Pada hari ini saya merenungkan sebuah perkataan Tuhan Yesus sebagai seorang imam yang selalu merayakan Ekaristi. Perkataan Yesus yang saya maksudkan berbunyi: “Sebab inilah kehendak Bapa-Ku, yaitu supaya setiap orang, yang melihat Anak dan yang percaya kepada-Nya beroleh hidup yang kekal, dan supaya Aku membangkitkannya pada akhir zaman.” (Yoh 6:40). Perkataan ini sangat jelas bagi kita semua. Dalam hal ini, kehendak Allah Bapa bagi kita adalah melihat dan percaya kepada Yesus sebagai Anak-Nya. Melihat bagi penginjil Yohanes berarti mengasihi. Maka Allah Bapa menghendaki agar kita ‘melihat’ mengasihi secara total Yesus Kristus dan percaya kepada-Nya.
Saya sebagai seorang imam yang merayakan Ekaristi diharapkan untuk selalu menyiapkan diri dengan baik dalam merayakan Ekaristi. Ada saat-saat kudus yang membutuhkan iman yang kuat dan konsentrasi penuh. Misalnya dalam membaca Injil di mimbar sabda dan memberi homili. Saya harus membaca Injil dengan ‘mengimaninya’ supaya umat yang mendengar pembacaan Injil ini bisa memahami makna ‘sabda menjadi daging’, tidak hanya sekedar kata-kata kosong atau tanpa makna. Dari situ Injil benar-benar menjadi kabar baik bagi semua orang. Pada saat Ekaristi terutama saat konsekrasi sehingga terjadi ‘Transubstansi’ hosti menjadi Tubuh Kristus dan Anggur menjadi ‘Darah Kristus’, sangatlah membutuhkan konsentrasi maksimal karena ini benar-benar saat yang kudus. Ketika mengangkat Hosti yang sudah menjadi Tubuh Kristus dan Anggur yang menjadi Darah Kristus, apakah sebagai imam dan juga segenap umat sungguh melihat dan percaya akan kehadiran nyata Yesus Kristus di dalam Ekaristi? Kita harus melihat dan percaya kepada Allah yang tersamar dalam Ekaristi. Kalau kita tidak melihat Allah yang tersamar dalam Ekaristi maka sia-sialah iman kita kepada Kristus.
St. Thomas Aquinas menulis sebuah himne terkenal ‘Adoro te devote’ (Allah yang tersamar). Ada kata-kata yang menarik perhatian kita: “In cruce latebat sola Deitas. At hic latet simul et Humanitas. Ambo tamen credens atque confitens. Peto quod petivit latro pœnitens.” (Di salib tersamar keallahan-Mu.
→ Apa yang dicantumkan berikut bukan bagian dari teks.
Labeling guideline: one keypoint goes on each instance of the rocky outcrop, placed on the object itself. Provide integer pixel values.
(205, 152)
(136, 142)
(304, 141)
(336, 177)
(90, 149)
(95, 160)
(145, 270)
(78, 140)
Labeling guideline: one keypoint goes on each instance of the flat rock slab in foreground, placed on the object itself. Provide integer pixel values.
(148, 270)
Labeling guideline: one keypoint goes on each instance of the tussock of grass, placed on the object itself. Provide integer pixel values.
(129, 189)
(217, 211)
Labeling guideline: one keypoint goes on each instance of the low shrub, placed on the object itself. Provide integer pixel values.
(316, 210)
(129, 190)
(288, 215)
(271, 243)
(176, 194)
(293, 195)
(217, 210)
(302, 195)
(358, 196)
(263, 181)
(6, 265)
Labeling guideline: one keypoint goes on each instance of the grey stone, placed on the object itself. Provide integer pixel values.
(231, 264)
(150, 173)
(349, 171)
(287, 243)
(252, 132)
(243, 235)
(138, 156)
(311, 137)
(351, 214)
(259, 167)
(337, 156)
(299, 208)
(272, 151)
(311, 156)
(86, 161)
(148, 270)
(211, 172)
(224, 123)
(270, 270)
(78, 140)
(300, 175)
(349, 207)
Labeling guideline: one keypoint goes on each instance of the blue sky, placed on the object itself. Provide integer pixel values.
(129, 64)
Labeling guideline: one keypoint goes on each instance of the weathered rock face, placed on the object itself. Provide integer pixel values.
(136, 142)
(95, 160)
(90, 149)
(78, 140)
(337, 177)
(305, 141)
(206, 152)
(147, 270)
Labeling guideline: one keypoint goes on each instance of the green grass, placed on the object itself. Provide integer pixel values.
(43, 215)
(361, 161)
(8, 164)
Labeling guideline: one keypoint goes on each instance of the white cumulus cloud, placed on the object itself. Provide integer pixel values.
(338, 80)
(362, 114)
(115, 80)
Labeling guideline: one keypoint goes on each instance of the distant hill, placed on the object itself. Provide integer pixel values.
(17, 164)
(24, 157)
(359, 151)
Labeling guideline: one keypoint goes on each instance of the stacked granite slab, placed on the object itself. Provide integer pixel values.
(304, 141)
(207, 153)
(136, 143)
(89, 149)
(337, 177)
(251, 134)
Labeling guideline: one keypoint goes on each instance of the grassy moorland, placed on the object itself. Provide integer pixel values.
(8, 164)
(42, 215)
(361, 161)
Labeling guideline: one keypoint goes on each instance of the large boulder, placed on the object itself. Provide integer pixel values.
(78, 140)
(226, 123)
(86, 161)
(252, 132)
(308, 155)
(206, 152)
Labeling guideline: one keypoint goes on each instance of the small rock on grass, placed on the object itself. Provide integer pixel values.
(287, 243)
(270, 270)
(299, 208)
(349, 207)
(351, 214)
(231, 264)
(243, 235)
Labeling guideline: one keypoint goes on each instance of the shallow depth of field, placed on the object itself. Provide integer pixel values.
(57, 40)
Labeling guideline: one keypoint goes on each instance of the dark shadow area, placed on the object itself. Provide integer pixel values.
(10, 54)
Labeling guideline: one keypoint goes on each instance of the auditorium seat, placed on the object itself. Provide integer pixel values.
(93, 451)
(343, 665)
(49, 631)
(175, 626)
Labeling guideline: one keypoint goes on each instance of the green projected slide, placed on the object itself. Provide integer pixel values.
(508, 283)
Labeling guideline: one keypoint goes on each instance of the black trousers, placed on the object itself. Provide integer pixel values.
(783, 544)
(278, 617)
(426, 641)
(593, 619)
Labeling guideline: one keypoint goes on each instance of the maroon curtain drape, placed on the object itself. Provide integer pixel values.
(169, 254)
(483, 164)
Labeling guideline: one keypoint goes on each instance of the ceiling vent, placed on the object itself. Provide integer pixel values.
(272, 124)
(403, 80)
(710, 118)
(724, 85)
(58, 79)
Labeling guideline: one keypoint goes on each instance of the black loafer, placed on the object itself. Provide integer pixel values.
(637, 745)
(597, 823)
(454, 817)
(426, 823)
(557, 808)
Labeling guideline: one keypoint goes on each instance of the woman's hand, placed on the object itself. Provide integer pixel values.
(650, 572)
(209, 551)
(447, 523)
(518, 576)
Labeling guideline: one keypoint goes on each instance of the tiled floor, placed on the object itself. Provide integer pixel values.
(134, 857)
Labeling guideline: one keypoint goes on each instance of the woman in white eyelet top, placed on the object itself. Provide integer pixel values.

Di sini tersamar keinsanan-Mu. Aku mengimani dua-duanya. Yang penyamun minta, ‘ku memintanya). Allah yang tersamar pada Salib menyelamatkan dan dalam Ekaristi yang menghidupkan.
Apakah kita sungguh melihat Yesus secara nyata di dalam Sakramen Ekaristi? Dia yang hadir secara nyata dan berbicara kepada kita dalam Sabda dan memberi Tubuh dan Darah-Nya di dalam Ekaristi? Apakah kita sungguh percaya bahwa dalam komuni kudus kita menerima Tubuh dan Darah Kristus? Apakah kita percaya akan kehadiran Yesus di dalam komuni Bathin? Banyak kali kita hanya protes bahwa kita ‘hanya’ komuni bathin saja bukan komuni secara langsung dengan menerima Tubuh Kristus. Kita protes karena kita belum sepenuhnya beriman kepada Kristus.